A criticism levelled at theatre in Wales is that it often gets quite stagnant, and there’s merit in that. There’s no disputing that high quality work is constantly being made across the country, but the work does sometimes feel derivative of, or tonally similar to, other pieces made at the same time. Nobody is going to level that criticism at Robinson: The Other Island.
Placing itself somewhere between performance art and radio play, Give It A Name Theatre’s show is less a piece of theatre and more a sensory experiment. With headphones on, the audience is plunged deep into this surreal world-within-a-world. In ‘our’ world Bianca tries to escape from the solitude of her own life by immersing herself in Daniel Defoe’s classic Robinson Crusoe. As she reads passages from the novel, the fictional world comes to life around her and we see the eponymous hero try to survive on a deserted island. Before long, the lines between reality and fantasy no longer exist.

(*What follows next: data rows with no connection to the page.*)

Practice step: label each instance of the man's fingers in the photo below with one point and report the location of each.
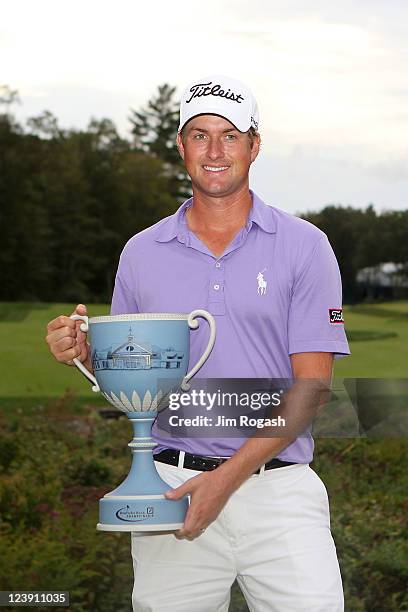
(59, 322)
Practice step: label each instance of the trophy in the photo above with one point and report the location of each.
(138, 360)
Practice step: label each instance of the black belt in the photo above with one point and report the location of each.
(205, 464)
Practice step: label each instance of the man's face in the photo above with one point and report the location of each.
(216, 155)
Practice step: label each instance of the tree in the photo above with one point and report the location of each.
(154, 131)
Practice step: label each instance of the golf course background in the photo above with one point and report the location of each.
(58, 456)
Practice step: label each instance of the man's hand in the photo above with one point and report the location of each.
(66, 341)
(209, 493)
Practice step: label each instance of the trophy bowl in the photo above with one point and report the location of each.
(138, 360)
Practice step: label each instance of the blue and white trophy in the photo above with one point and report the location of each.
(138, 359)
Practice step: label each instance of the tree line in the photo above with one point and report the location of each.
(70, 199)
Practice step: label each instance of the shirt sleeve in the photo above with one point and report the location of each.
(315, 321)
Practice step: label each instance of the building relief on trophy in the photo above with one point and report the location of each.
(132, 355)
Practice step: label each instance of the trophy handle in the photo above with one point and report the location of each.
(193, 324)
(84, 327)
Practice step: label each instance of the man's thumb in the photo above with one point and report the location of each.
(80, 309)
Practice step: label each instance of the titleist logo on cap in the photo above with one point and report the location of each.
(208, 89)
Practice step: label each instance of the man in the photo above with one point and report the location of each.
(272, 282)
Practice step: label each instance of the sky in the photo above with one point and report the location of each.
(331, 80)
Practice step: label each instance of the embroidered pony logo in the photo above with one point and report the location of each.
(262, 283)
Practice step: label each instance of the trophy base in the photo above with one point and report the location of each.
(165, 528)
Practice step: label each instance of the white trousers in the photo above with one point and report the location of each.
(273, 535)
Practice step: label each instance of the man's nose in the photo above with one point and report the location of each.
(215, 149)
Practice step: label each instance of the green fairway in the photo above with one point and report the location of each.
(378, 340)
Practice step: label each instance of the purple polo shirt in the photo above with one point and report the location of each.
(270, 293)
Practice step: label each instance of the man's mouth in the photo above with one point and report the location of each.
(215, 168)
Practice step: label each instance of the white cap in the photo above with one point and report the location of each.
(220, 95)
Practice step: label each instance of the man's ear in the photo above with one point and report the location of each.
(180, 146)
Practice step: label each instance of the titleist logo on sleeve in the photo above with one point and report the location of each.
(208, 89)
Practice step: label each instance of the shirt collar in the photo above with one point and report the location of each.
(175, 226)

The stand-out facet of Robinson: The Other Island is undoubtedly its binaural sound. In using this innovative and exciting technology, artistic director John Norton and Jack Drewry are able to manipulate the ambience of the piece before a single word is ever uttered. The ‘surround-sound’ really helps put the audience into the shoes of the characters, the sort of experience you’d get from listening to a particularly good audiobook. Unfortunately, the visual experience never quite matches the aural one. Mathilde Lopez is a director known for making experimental theatre like this (and making it well), but she’s unable to repeat her previous successes.
More than anything, she’s the victim of a production that’s heavy on design and light on narrative. The focus is on offering an excellent technological experience, and so the story doesn’t get the nuance it needs to make a visceral impact. There are some great moments, of course. At times, Angharad Evans’ dingy lighting is stunning to look at, while John Rowley makes an excellent Crusoe, tapping into the humour and the pathos of the character. The physicality of his performance is also worth admiring, a convenient juxtaposition to Luciana Trapman’s superb vocal performance as Bianca. She recites Defoe’s words delightfully but, again, she’s a victim to the narrative. We’re given an insight into Bianca’s isolation through conversations with an absent father, but we just don’t see enough to truly sympathise. Ultimately, what is supposed to be an integral part of the narrative ends up feeling like a comic subplot.
Two-thirds of the way through, the production turns political and a statement is made about the novel’s attitudes to colonialism and race. Though valid points to make their inclusion feels forced, mirroring the production’s overall struggle. Much of its individual components feel shoe-horned in, and only the sound design really stands out. Experiencing that binaural sound is a lot of fun and it’s clear that there’s a lot more that could be done with the technology. Perhaps this is the pioneering production in a new technology-led era in Welsh theatre – perhaps not – but the possibilities are certainly exciting. It goes to show that, simply by taking a risk, a decent piece of theatre can leave an indelible footprint.